Empujado por el viento, prisionero de algún remanso, el camalote prolifera hasta que no puede más, cubriendo rápidamente un arroyo, dejando el agua sin luz y sin oxígeno, taponando canales y tubos de conexión, matando plantas y peces. Investigadores del Conicet aprovechan la época de grandes crecientes –cuando avenidas de camalotales desfilan ante los muelles– para tomar muestras de la flora y la fauna subtropicales recién arribadas. Investigaciones que suelen concluir con un elogio del camalotal como «eficaz medio de dispersión de la biota costera», «como regulador de la biodiversidad en el sistema fluvial», atributos que deben ser atendidos «al planificar medidas paliativas contra los problemas que pueda causar la vegetación flotante».
¿Cómo proteger el camalotal y a la vez defenderse de su proliferación mortífera? «La política de conservación más simple y de costo económico más bajo sería dejar a los camalotales concluir su ciclo natural, dispersando animales y plantas por el sistema fluvial, el cual tarde o temprano limpia las playas y retira los restos. Lo más confrontable durante el último arribo de camalotales se vio en los contiguos partidos de Ensenada y de Berisso. En el primero, se ordenó retirar con pala mecánica la vegetación, cargarla en camiones y depositarla en el relleno sanitario, lo que provocó la muerte de todos los organismos y gran pérdida de dinero. En Berisso, no se quitaron los camalotes; solo se cerraron los balnearios y se dejó que el río mismo con sus mareas retire los restos».
Aparecen en lo alto del Miní, pasan balanceándose y se amontonarán, asfixiando el agua en los remansos, como una alegoría del crecimiento (inmobiliario) sin contención.
Procedo de familias isleñas y tigrenses de origen mayoritariamente italiano.
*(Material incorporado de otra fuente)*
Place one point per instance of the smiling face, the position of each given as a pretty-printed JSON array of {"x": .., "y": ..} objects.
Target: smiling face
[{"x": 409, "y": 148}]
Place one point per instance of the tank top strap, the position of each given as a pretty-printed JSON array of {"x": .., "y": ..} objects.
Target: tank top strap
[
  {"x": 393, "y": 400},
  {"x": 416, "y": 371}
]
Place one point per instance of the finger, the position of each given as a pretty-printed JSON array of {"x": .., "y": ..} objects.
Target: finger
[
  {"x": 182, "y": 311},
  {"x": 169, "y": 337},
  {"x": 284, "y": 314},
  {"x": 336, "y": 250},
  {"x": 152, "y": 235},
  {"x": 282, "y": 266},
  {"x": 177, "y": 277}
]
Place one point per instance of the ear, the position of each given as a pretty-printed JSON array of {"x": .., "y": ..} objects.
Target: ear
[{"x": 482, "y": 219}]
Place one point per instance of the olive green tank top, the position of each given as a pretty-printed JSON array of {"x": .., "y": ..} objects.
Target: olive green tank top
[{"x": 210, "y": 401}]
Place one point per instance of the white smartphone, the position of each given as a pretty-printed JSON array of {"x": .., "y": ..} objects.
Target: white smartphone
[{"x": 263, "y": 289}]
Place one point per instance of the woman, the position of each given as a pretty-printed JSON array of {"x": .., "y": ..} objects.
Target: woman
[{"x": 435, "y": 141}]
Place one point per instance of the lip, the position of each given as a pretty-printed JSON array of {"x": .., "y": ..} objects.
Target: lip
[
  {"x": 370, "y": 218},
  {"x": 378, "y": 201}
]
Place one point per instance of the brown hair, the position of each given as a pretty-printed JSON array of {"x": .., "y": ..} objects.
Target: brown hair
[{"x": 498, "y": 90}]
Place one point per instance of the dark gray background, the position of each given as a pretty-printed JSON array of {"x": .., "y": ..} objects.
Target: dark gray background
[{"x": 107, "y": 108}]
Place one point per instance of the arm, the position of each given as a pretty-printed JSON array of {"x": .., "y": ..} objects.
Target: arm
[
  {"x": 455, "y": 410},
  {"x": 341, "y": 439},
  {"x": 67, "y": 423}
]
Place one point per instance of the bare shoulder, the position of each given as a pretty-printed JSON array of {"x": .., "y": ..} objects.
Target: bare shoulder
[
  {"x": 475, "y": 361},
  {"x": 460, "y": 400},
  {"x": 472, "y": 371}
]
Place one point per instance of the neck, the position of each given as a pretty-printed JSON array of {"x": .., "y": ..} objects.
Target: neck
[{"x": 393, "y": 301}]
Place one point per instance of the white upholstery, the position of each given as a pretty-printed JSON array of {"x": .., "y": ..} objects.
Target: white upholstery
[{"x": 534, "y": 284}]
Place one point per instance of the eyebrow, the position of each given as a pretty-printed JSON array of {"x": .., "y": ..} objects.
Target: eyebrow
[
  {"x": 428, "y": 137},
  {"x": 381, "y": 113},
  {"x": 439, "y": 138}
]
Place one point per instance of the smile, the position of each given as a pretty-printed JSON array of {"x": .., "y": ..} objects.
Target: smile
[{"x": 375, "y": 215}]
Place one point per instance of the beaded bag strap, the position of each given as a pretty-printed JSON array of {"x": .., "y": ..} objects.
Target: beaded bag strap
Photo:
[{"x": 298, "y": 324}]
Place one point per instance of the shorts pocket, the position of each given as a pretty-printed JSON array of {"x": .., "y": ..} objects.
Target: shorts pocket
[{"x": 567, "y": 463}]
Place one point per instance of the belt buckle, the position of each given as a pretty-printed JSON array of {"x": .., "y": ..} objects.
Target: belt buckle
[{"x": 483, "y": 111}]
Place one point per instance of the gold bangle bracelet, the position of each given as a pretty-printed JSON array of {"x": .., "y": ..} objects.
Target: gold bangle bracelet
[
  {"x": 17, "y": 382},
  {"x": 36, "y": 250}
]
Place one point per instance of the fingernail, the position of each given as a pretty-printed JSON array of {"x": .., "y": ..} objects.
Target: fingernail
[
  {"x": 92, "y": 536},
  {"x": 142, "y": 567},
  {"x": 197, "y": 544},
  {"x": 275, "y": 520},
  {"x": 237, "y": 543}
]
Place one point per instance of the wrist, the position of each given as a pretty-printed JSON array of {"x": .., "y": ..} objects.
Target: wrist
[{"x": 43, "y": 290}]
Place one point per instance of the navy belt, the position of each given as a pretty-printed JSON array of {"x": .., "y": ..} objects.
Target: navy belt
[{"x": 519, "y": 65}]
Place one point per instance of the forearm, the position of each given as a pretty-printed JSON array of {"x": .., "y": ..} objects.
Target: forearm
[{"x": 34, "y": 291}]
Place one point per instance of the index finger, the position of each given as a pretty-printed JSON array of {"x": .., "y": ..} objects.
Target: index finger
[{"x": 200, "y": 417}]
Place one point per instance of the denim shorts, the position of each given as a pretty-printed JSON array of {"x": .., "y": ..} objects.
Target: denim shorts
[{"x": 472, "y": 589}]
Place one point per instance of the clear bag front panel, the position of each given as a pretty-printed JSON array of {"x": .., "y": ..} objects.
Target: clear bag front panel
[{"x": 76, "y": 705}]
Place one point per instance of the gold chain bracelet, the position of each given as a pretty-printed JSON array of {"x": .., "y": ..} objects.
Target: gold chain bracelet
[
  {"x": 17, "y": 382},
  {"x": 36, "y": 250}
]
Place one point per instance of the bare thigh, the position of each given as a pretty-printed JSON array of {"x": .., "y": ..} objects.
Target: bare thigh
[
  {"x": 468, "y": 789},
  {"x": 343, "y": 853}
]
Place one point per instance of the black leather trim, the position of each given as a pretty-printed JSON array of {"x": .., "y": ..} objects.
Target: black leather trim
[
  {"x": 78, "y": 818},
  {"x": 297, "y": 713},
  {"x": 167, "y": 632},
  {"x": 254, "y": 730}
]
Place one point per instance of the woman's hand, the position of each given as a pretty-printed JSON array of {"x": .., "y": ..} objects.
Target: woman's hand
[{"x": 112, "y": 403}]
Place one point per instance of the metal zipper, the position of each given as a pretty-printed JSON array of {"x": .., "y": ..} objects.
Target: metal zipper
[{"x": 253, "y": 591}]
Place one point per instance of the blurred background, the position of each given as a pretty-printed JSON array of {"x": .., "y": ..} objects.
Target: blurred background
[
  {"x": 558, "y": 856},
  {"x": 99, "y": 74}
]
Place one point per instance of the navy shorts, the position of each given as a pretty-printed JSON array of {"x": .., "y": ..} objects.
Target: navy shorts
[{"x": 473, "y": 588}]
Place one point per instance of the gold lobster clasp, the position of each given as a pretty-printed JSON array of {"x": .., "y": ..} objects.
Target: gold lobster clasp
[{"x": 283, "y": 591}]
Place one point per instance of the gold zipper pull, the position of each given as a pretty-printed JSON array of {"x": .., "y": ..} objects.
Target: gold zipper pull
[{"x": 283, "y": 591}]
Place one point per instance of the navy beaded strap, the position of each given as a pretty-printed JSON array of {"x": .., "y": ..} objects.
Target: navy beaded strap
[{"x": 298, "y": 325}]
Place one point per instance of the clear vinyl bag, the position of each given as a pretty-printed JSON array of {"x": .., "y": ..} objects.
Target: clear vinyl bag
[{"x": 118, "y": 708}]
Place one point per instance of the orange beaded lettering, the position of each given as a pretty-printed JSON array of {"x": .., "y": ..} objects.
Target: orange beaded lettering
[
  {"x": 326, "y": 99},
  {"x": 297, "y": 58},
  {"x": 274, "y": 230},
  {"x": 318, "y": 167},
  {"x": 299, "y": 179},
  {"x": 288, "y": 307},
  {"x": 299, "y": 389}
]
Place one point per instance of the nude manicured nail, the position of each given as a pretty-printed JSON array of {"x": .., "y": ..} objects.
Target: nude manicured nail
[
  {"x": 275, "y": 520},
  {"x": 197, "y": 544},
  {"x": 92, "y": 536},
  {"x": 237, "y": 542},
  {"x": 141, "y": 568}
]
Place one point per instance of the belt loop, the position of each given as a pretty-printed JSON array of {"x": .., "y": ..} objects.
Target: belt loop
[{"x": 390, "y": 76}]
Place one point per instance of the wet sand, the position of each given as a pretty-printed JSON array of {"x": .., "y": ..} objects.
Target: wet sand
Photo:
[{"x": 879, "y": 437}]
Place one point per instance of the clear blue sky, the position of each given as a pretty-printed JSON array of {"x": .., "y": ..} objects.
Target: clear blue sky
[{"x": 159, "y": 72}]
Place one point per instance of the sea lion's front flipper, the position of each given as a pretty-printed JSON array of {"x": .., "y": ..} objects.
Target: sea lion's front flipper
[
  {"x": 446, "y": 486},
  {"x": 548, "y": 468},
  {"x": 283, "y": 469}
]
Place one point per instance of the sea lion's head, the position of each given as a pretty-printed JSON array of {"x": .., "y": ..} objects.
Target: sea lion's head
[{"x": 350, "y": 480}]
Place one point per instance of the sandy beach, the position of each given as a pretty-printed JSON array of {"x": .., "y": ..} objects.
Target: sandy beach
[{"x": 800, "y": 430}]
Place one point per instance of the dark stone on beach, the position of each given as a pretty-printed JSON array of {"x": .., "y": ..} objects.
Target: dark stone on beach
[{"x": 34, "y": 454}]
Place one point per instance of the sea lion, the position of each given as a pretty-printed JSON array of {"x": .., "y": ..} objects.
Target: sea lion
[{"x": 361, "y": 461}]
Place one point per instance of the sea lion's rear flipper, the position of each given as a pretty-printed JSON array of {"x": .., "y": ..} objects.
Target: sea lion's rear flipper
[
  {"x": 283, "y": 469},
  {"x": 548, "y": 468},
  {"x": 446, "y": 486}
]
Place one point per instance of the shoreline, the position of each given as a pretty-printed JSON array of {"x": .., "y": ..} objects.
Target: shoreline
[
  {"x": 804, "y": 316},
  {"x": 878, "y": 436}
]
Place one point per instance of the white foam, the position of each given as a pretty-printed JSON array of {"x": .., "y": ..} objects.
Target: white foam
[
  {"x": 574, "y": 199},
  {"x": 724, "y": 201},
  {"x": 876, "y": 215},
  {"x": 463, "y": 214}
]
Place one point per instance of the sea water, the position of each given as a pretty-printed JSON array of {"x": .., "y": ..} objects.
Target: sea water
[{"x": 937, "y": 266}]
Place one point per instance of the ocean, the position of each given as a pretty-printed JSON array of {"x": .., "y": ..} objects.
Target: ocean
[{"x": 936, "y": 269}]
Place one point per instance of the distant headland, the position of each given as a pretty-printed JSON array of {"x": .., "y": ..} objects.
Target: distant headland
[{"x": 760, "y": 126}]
La alusión al Tigre y a las islas era continua, en la mesa larga del abuelo friulano, entre el humo de la cocina a carbón que la abuela genovesa abanicaba: de ahí venían la fruta y las viejas historias. Al tiempo de abundancia debida al mimbre y a la fruta (lanchas cargadas de cestas a rebosar de ciruelas, duraznos, manzanas y membrillos enfiladas en el Puerto de Frutos de San Fernando) siguió, después de las inundaciones de los años sesenta, el tiempo apenas sostenido por la madera del sauce álamo, solo útil para cajones. El astillero de mi abuelo materno se llamaba El Tigre. El periódico de mi bisabuelo paterno también se llamaba El Tigre. El primero sería, creo, mussoliniano; el otro, masón y socialista.